AAES SAYS SHORT-TERM FIX USING H1-B VISA EXPANSION WILL NOT ADDRESS LONG-TERM PROBLEM

(WASHINGTON) -- September 28, 1998 -- "With Congress and the White House poised to enact a new law expanding the number of H1-B visas granted over the next 3 years, the bill will achieve little with respect to the fundamental problem of attracting enough young people to pursue careers in engineering," says American Association of Engineering Societies (AAES) Chair Martha Sloan. Sloan, a professor of electrical engineering at Michigan Technological University, is the first woman to be elected chair of the AAES, a multi-disciplinary organization of engineering societies whose membership represents more than one million engineers in the United States.

According to the AAES Engineering Workforce Commission (EWC), the number of undergraduates receiving engineering degrees in the United States has declined by nearly 15 percent over the last decade. In Michigan, the home of Sloan and Sen. Spencer Abraham (R-MI), who has been the Senate's chief proponent for expanding the H1-B visa program, the number of undergraduates receiving engineering degrees has fallen by more than seven-and-a-half percent over the same period of time.

Speaking to a Harris Poll commissioned by AAES and released earlier this month, Sloan noted that the poll shows that the U.S. public feels uninformed about the engineering enterprise and betrays a startling lack of knowledge about engineers' involvement in key areas of American endeavor. The poll, American Perspectives on Engineers and Engineering, revealed that 45 percent of Americans feel that they are "not very well informed about engineering and engineers" while another 16 percent stated that they are "not at all well informed about engineering and engineers." Among women, however, the percentages increased to 55 percent and 23 percent, respectively.

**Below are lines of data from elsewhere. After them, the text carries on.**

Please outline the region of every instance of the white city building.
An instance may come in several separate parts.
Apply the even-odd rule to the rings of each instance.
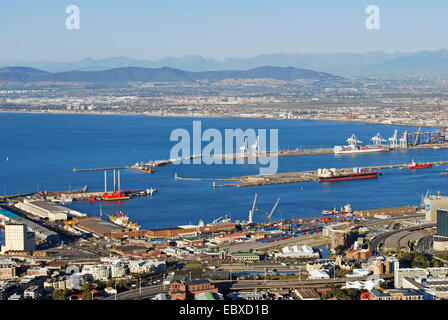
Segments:
[[[4,251],[33,251],[35,249],[35,237],[33,232],[28,232],[24,224],[5,225]]]

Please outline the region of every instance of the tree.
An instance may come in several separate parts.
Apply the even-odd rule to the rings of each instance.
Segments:
[[[65,291],[61,289],[56,289],[51,294],[51,298],[53,300],[66,300],[65,299]]]
[[[93,300],[92,292],[90,289],[90,282],[85,282],[82,285],[82,300]]]
[[[354,288],[348,288],[347,294],[352,298],[352,300],[355,300],[358,297],[358,292]]]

"As our nation's workforce continues to transition from one that is predominantly male and Caucasian to one that will be majority female and minority, the price we pay in our society for engineers having worked in such obscurity may not be known for another generation," says Sloan. "But it is clear to me today that if we, as an engineering community, in partnership with the media, our educational system, and our nation's engineering employers, fail to act now to increase society's understanding of engineering, particularly among women and minorities, our nation's economic, environmental, and national security will be threatened. America simply cannot maintain its global leadership if we become overly dependent on the H1-B visa as a substitute for nurturing our own engineering talent."

Echoing Sloan, Gary Tooker, CEO of Motorola, proclaimed during last year's National Engineers Week, "The nations that lead the world in the decades to come will be those that encourage creative people to become engineers."

Delon Hampton, Chairman and CEO of Delon Hampton and Associates and President-Elect of the American Society of Civil Engineers, noted the danger associated with engineering being a 'stealth profession' in the United States. "Based on the latest EWC enrollment figures and the Harris Poll data, it seems that many Americans, especially women and minorities, don't consider engineering as a field where they can achieve to their maximum potential while utilizing their talents to serve society in the areas they most care about today -- the environment, public health and safety, a better quality of life," said Hampton. "We must do better at conveying that message if we're going to attract and maintain the qualified engineering workforce we need for our future prosperity."

Joseph Bordogna, president of the Institute of Electrical and Electronics Engineers, offered similar remarks upon seeing the Harris Poll results. "We can all agree that the true strength of society resides in its human capital -- and especially its engineering workforce," said Bordogna. "Greater diversification of the engineering workforce and increased technological literacy must be achieved if our nation is to maintain its global leadership in engineering. If we are to attract our best and brightest students to engineering careers, we must ensure that their concern for human compassion and environmental stewardship as well as their capacity for creating economic wealth is understood and respected by our citizens and institutions. Our ability to improve public understanding of engineering will not only raise the level of interest among our nation's youth in engineering, but elicit public support as well for the efforts of our engineers to simultaneously improve our world's economy and ecology in this post-industrial knowledge-based age we all share."

To address the challenges facing the profession with respect to public awareness and understanding, AAES has expanded its activities to include a new Engineering Alliance that will attempt to unify the engineering community -- industry, academia, government, and associations such as AAES -- around the primary goal of attracting more students to careers in engineering. According to Sloan, "The Engineering Alliance, to be launched at the end of the year, will be the forum for which all of us in the engineering community can tackle the problems of public awareness, technological literacy, and workforce preparedness and availability. As engineers create economic wealth, preserve national security, and improve the quality of life, we cannot afford to take for granted the importance of maintaining a vibrant engineering workforce here in the United States when other nations are increasingly dependent on retaining engineering talent in their homelands. If industry participates with half as much vigor in the Alliance as it did in lobbying for the H1-B expansion," Sloan says, "we should be able to offer employers a much better deal down the road."